Dette souveraine : l’Assemblée générale des Nations Unies dans l’impasse politique

Les travaux du Comité spécial des opérations de restructuration de la dette souveraine ont rencontré une forte résistance de la part des pays développés. Pendant ses travaux, le Comité spécial s’est demandé comment sortir de l’impasse politique à New York pour réussir à créer un cadre juridique multilatéral applicable aux opérations de restructuration de la dette souveraine.


 

Par Yuefen Li

Le 9 septembre 2014, la soixante-huitième session de l’Assemblée générale des Nations Unies réunie à New York a procédé au vote du projet de résolution présenté par le Groupe des 77 et de la Chine et intitulé : « Établissement d’un cadre juridique multilatéral applicable aux opérations de restructuration de la dette souveraine. » La Résolution (A/68/304) a été adoptée à 124 voix pour, 11 voix contre et 41 absentions. La plupart des pays développés ont voté contre ou se sont abstenus.
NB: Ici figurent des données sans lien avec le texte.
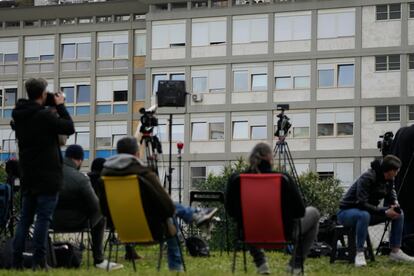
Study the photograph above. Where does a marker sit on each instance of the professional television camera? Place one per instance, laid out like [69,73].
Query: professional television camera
[283,124]
[384,145]
[148,120]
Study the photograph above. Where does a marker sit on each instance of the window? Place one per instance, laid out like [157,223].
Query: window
[199,132]
[240,130]
[208,33]
[216,131]
[390,63]
[140,44]
[411,112]
[292,76]
[258,132]
[168,35]
[385,12]
[77,98]
[289,28]
[411,61]
[345,75]
[198,175]
[140,90]
[336,24]
[335,124]
[112,95]
[387,113]
[326,78]
[250,29]
[39,48]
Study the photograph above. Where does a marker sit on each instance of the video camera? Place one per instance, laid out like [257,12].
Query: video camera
[283,124]
[148,119]
[384,145]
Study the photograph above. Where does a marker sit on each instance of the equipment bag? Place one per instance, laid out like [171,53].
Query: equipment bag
[67,255]
[197,247]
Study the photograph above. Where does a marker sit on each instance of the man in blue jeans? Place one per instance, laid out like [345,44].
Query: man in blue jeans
[37,129]
[157,204]
[359,207]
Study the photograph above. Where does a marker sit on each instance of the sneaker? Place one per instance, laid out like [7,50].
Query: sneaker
[400,256]
[360,259]
[204,215]
[294,270]
[112,266]
[263,269]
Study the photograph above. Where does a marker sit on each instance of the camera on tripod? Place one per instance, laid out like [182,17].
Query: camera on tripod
[384,145]
[148,120]
[283,124]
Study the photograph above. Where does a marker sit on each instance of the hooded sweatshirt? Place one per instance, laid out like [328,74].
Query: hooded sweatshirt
[157,204]
[368,190]
[37,130]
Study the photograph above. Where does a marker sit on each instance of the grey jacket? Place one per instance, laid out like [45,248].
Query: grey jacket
[77,199]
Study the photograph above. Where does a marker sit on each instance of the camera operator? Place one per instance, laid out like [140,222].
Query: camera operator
[359,207]
[37,130]
[403,148]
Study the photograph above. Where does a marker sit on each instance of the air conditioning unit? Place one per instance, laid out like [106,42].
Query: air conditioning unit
[197,98]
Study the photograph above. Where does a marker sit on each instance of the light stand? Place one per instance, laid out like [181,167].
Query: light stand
[180,146]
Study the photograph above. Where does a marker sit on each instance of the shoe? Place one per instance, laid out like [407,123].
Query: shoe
[400,256]
[263,269]
[204,215]
[360,259]
[294,270]
[112,266]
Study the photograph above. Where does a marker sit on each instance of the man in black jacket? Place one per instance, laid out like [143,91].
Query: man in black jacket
[78,206]
[293,207]
[37,129]
[403,148]
[359,207]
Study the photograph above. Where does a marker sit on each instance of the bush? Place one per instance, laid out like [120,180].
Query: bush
[323,194]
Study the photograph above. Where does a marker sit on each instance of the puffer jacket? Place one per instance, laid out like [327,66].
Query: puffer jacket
[368,190]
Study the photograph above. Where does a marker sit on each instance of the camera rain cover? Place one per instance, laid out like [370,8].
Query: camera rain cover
[171,93]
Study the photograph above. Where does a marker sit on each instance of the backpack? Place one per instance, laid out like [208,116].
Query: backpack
[5,197]
[197,247]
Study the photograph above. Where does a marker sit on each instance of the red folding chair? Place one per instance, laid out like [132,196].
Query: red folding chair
[262,227]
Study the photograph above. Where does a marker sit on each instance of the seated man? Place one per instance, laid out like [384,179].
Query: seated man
[78,203]
[359,207]
[157,204]
[293,207]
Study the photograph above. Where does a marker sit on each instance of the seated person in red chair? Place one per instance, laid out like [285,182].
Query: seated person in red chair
[293,207]
[359,207]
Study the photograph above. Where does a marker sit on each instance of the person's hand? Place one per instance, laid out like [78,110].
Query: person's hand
[59,98]
[390,213]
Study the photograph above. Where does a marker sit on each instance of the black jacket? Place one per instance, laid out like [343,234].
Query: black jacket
[403,148]
[37,130]
[368,190]
[77,200]
[293,206]
[157,204]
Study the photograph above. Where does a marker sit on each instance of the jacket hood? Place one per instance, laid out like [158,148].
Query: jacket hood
[121,161]
[25,108]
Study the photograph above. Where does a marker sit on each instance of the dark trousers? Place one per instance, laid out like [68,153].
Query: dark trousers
[43,207]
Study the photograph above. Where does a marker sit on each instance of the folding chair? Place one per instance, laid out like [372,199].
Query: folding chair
[128,216]
[212,197]
[261,207]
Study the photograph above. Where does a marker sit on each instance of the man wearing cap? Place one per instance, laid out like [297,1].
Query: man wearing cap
[78,205]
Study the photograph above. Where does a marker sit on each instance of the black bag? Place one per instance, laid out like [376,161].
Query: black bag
[197,247]
[67,255]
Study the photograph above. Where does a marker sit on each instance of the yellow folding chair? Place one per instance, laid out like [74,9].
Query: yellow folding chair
[127,213]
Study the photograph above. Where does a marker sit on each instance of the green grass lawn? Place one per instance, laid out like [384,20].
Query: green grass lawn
[219,264]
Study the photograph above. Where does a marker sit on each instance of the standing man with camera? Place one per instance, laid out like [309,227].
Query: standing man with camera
[359,207]
[37,129]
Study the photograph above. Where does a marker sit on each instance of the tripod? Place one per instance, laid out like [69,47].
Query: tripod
[283,158]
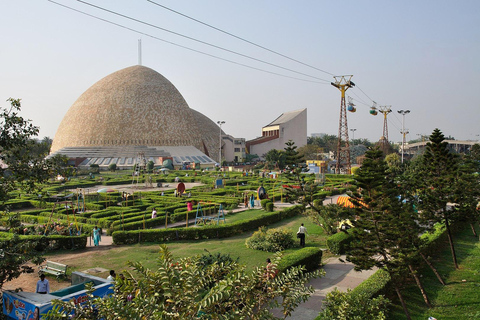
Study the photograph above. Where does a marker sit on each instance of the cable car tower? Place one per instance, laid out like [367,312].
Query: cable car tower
[343,83]
[385,110]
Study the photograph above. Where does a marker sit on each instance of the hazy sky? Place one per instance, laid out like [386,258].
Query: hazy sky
[417,55]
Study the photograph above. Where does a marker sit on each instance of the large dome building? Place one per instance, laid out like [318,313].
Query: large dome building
[135,111]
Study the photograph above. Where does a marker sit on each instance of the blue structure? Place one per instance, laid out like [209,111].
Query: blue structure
[31,305]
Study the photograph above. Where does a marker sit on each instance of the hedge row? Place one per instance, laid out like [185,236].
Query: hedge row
[339,242]
[310,257]
[207,232]
[52,242]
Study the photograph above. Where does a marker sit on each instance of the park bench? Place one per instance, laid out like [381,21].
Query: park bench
[54,268]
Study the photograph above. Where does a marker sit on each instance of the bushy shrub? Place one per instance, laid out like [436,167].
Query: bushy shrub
[339,242]
[264,202]
[343,305]
[317,203]
[271,240]
[310,257]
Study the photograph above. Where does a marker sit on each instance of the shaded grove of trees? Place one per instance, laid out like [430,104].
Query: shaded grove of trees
[23,168]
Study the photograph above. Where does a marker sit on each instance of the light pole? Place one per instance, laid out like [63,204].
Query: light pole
[403,113]
[220,150]
[353,135]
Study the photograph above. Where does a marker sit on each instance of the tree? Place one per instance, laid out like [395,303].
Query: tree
[275,159]
[190,289]
[386,232]
[21,169]
[467,208]
[292,157]
[151,165]
[439,185]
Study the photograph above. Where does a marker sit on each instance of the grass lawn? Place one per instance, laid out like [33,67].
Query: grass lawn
[116,257]
[460,298]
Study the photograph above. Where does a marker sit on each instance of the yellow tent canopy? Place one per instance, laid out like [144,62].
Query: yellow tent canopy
[345,201]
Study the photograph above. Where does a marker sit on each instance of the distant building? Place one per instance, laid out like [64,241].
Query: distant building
[288,126]
[318,135]
[233,149]
[132,115]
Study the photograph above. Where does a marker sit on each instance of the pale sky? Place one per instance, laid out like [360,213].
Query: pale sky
[421,56]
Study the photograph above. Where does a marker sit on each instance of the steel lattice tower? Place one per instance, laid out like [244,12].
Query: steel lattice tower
[342,83]
[385,110]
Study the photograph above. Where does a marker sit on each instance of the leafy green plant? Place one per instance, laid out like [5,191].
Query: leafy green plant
[344,305]
[271,240]
[185,289]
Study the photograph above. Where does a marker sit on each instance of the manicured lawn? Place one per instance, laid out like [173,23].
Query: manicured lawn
[460,298]
[117,257]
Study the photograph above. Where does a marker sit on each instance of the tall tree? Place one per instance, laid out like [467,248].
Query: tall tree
[292,156]
[20,168]
[385,230]
[440,185]
[275,158]
[470,193]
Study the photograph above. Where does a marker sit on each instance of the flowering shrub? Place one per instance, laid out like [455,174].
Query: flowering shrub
[271,240]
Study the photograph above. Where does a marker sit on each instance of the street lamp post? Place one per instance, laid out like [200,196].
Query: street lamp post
[403,113]
[220,148]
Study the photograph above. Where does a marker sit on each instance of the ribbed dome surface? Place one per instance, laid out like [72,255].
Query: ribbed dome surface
[134,106]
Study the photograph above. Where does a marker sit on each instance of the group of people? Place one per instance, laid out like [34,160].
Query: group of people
[249,201]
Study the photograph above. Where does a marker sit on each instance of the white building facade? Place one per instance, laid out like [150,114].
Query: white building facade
[288,126]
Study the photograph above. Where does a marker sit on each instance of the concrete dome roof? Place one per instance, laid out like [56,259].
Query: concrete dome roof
[135,106]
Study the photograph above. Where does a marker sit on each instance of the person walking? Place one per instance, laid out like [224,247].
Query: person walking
[112,276]
[302,231]
[43,286]
[97,237]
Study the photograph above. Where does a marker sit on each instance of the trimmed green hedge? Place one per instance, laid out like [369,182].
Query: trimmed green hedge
[375,285]
[339,242]
[310,257]
[53,242]
[206,232]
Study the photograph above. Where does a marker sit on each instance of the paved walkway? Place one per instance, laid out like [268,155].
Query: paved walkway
[338,274]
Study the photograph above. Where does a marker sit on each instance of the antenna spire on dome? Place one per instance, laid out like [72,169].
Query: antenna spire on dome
[139,52]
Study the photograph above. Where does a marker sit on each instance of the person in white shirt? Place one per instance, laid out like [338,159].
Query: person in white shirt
[43,286]
[302,231]
[112,276]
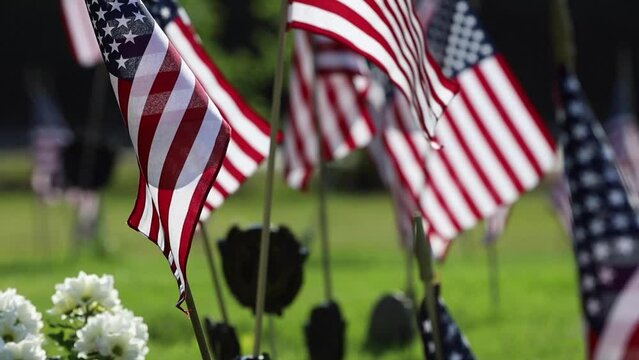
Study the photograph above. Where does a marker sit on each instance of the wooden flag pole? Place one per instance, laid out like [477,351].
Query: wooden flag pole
[197,326]
[270,174]
[208,250]
[424,255]
[493,273]
[564,47]
[323,208]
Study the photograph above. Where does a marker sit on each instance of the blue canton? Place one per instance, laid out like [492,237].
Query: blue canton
[454,343]
[456,38]
[605,226]
[163,11]
[123,29]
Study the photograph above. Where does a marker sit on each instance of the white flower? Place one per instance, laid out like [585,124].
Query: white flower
[30,348]
[18,318]
[85,292]
[116,335]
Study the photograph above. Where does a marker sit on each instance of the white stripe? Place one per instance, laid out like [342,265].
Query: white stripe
[521,117]
[241,125]
[450,192]
[240,160]
[169,123]
[483,153]
[149,66]
[463,168]
[496,128]
[331,132]
[621,323]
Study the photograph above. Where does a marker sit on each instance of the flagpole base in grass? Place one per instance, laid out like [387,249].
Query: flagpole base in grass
[222,339]
[264,356]
[392,324]
[326,332]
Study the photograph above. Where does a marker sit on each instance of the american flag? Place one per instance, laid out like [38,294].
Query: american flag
[605,230]
[495,145]
[249,143]
[79,33]
[329,81]
[455,346]
[623,132]
[388,33]
[178,134]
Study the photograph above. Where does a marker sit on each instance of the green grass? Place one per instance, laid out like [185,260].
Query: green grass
[538,318]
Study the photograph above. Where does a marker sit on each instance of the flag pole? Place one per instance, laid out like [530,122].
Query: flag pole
[270,174]
[323,208]
[214,275]
[424,255]
[197,326]
[493,270]
[564,47]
La résolution requiert l’établissement d’un Comité spécial pour « élaborer et […] adopter […], dans le cadre de négociations intergouvernementales […], un cadre juridique multilatéral applicable aux opérations de restructuration de la dette souveraine, le but étant notamment de voir le système financier international gagner en efficacité, stabilité et prévisibilité et se réaliser une croissance économique soutenue, partagée et équitable et un développement durable, cadrant avec la situation et les priorités de chaque pays ».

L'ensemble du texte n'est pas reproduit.